From 17cfd8019d8a68cf2681aa476b16441c60afb8ce Mon Sep 17 00:00:00 2001
From: "Anna (Anya) Parker" <50943381+anna-parker@users.noreply.github.com>
Date: Wed, 6 Nov 2024 13:28:44 +0100
Subject: [PATCH] feat(ena-submission, ingest): Submit more geolocation
information, filter out all versions of an ENA accession (#3183)

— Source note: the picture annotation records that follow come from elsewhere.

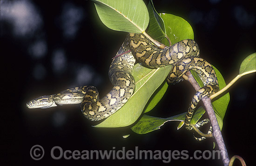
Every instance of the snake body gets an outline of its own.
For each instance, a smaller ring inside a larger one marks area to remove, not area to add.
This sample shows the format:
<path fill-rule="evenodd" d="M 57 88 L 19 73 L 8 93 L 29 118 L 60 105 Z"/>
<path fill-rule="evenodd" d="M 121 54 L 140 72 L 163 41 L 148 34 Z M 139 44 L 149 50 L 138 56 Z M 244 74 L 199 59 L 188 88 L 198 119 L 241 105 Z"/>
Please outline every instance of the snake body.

* Filter out all versions of a submitted accession
* Also submit geoLocAdmin2 and geoLocCity in biosamples
* Add tests
* Fix exception handling and add more logging
---
ena-submission/config/defaults.yaml | 2 +-
.../src/ena_deposition/create_assembly.py | 9 +++++++--
.../src/ena_deposition/create_sample.py | 2 +-
.../approved_ena_submission_list_test.json | 6 +++---
ena-submission/test/test_sample_request.xml | 4 ++++
ingest/scripts/filter_out_depositions.py | 6 ++++--
ingest/tests/test_data_cchf/ncbi_dataset.zip | Bin 3057 -> 2127 bytes
7 files changed, 20 insertions(+), 9 deletions(-)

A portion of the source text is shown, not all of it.